Each format is different and offers its own advantages and challenges. Asking whether the virtual version of the show lives up to the physical version would be missing the point of the exercise. Rather, the question worth asking is closer to “What does the virtual afford that the physical alone does not?” And vice versa: How can motion capture help create worlds and narratives that go beyond what the body alone can do? Conversely, how might the virtuosity of the human body serve to ground the acrobatics performed by the avatars. Of course, the opposite also applies: how do the virtual and the physical limit each other?
This new genre of live performance is a way for The 7 Fingers, and for the performing arts industry, to explore innovative artistic languages and to reach new audiences beyond theatrical venues while keeping the human element at the center of the cultural experience.
– Press release, CARRY ME HOME
Let’s take an example. In an aerial ring act, the juxtaposition of the two realities—created by the projection of the virtual world behind the performers — gave the distinct impression that the artist was dancing with her digital double. This effect was produced, among other reasons, by the virtual camera angle which offered a different point of view on the action than the one I occupied in the audience. Moreover, the slight but noticeable lag that still remained between the performer’s movements and those of her avatar seems to have been taken into account when designing the numbers; a technical limitation of real-time motion capture leads to a creative result.
Window on New Worlds
I cannot fault anyone who might believe the ideal experience remains the live show: the astonishment of hearing Didier Stowe sing a new verse between two rounds on the wall trampoline, the thrill caused by the pirouettes of acrobatic dances, by the hair suspension number and by all the other stunts is probably stronger in person than with any remote option.
This is precisely why 7 Fingers and Shocap made sure to offer windows into physical reality within the virtual spaces visited by the audiences joining via computer or virtual reality headset. Knowing that someone really did perform all these stunts gives them back the feeling of risk and wonder that virtual technologies otherwise risk eliminating.
CARRY ME HOME actually offers a third window, in addition to those that join the physical and virtual worlds. Let’s call it a window from the metaverse into the world of the circus and of performing arts in general.

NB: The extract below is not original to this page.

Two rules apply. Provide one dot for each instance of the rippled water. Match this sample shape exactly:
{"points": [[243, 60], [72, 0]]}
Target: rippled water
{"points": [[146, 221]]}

In response to a question asked by Alexandre Téodoresco (Director of Strategic Development and Innovation, Les 7 Doigts) after one of the three performances, Didier Stowe said he hoped that using these technologies could make circus arts more attractive to a younger audience, one that would not already know this artistic medium. Samuel Tétreault also speaks of this desire to “open up to a new young audience that might never have seen a show in a theatre.” If the use of codes and techniques from the field of video game and metaverse platforms manages to convert new audiences, part of LiViCi’s bets will be won.
In the shorter term, Samuel Tétreault also explains that the goal is to use LiViCi as a calling card. Could other shows be transformed into a “multi-reality” format? How would the LiViCi model apply to concerts, theatre, or other types of performing arts? Finally, could motion capture also be used to archive these performances for later viewing?
Hopefully, new shows to come in the LiViCi series will give us the answers to these questions.